There was never a moment in health class where female masturbation was acknowledged. There was no validation of the fact that female desire develops throughout puberty. While that’s a central focus of sex talks for young men, women don’t have the same experience.
Sex education skips the conversation around female masturbation. That leaves a few untrustworthy sources for young women to turn to – the internet, hushed conversations with similarly ill-equipped friends, or crude jokes from boys at school.
Pop culture isn’t saturated with jokes about female orgasms. The female reproductive system, especially when it comes to pleasure, is overlooked in discussions about anatomy and sex. I don’t remember anyone mentioning the clitoris or orgasms in Health class. And that silence creates a stigma. There’s a taboo around the fact that women enjoy sex, and also around the fact that women masturbate.
The result? Girls don’t really talk about masturbation. Many of us are not sure how to start the conversation.
Part of the issue is the widely propagated myth that women don’t or shouldn’t masturbate. That idea reduces women to objects who can’t seek their own sexual fulfilment. Aside from the many problems with that idea, it’s just not true. Studies find that above the age of 16, the majority of women in every age group have masturbated. For women aged 25-29, the proportion of women who have masturbated is 84.6 per cent. So masturbation is perfectly normal, and yet we are brought up to believe otherwise.
Honestly, I can’t think of any justification for not talking about female masturbation. But even in groups of women who are open about sex and everything that goes with it, there’s still a taboo around masturbation.

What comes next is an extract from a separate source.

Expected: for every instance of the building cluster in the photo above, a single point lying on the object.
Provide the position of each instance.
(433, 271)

There’s an argument that the stigma might be a kind of historical throwback, as female masturbation was originally associated with hysteria and seen either as a cure for ‘hysterical’ women, or even as an underlying cause of mental illness. It’s possible that our society still carries a residual idea that it’s wrong and unusual. Or maybe society is struggling with the idea because men can’t accept that women don’t need them to orgasm.
We need to start talking. And we need to start acknowledging what clitorises are for and how much fun they can be. For young women, masturbation should be seen as a natural part of experimentation and learning about sex. Most importantly, in a sexual landscape that prioritises male orgasms, it could help young women to realise that they too deserve to experience pleasure.